This was a sad and exhausting visit.  It makes me sad to even think those words.  Her visit has reaffirmed many of the thoughts I’ve had regarding this point in my own life.  It’s not an easy time.  I think we have been trained to think that this will be a relaxing time, a time to reap the rewards of our prior efforts, a time when things will take care of themselves.  Yikes, no.  So much to decide, reframe, readjust…change.  

I’m happy that I’m the way I am. I’m happy that I have a strong faith and sense that I am not alone even when I am.  I’m happy that I can find pleasure in everyday things and beauty around me.  I’m happy that I don’t think the pieces of the pie are limited.  I’m happy that I am healthy.  So much is out of my control.  My vision of the world and myself is not.  

It was very uncomfortable to have her looking to me for answers.  I’m always willing to give advice but crap! I don’t have any idea about her life.  She has a therapist, she has read every self-help book, she’s in groups, she professes feminism but doesn’t implement it in her own life and relationships. She eats too much, she walks too slow and she complains and blames her husband for everything.  So hard to listen to!

And another thing!
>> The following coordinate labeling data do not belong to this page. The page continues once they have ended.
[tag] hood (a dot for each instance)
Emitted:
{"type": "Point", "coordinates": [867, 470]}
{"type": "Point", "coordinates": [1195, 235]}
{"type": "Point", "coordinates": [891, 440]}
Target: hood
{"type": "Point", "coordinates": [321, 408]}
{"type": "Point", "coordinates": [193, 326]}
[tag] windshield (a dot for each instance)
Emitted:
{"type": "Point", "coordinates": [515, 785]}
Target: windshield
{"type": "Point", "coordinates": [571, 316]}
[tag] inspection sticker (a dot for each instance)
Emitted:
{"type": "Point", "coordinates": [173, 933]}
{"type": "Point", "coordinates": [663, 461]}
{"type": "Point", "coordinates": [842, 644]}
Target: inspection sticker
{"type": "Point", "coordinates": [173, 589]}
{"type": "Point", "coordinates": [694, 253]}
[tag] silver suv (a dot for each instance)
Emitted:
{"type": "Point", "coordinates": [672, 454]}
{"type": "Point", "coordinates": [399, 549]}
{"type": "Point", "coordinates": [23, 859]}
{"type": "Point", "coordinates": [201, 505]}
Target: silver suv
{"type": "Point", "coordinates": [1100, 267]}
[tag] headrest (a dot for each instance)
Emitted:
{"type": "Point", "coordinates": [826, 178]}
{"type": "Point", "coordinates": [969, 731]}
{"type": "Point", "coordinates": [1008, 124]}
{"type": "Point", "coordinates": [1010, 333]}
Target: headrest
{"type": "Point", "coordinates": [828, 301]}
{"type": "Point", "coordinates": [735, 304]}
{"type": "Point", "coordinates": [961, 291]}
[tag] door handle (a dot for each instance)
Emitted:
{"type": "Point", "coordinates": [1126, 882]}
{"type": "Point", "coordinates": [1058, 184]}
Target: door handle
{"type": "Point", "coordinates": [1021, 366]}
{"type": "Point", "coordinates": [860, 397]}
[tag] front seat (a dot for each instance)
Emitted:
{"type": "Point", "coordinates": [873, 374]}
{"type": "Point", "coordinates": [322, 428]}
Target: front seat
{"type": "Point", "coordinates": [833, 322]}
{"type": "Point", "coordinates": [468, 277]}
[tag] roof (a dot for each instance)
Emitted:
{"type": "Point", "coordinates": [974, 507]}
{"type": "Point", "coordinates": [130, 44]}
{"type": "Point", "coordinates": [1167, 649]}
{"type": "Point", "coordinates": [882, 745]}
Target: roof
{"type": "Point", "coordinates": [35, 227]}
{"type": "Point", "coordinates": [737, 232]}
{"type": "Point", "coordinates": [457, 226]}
Hahaha it was so difficult to be around someone who doesn’t really show excitement in the things we were doing.  We are here in New York City!  The Big Apple!  Everything is exciting!  It can’t be enough to post it on FB and say you had a great time.  And there wasn’t really any conversation.  Everything referred back to her and something in her past, or her financial situation.  My god, I’m sure she has saved more money than we have.  I felt I was there to serve some purpose for her, to be at her service. I was even dubbed her “life coach”. I am not up for the job and I ended up feeling mean 😳

Fortunately for me, my BFFL arrives today….again the universe giving me a big hug.  Thank you universe, thank you God, thank you angels.  I will reframe, readjust, and be grateful for all the blessings in my life.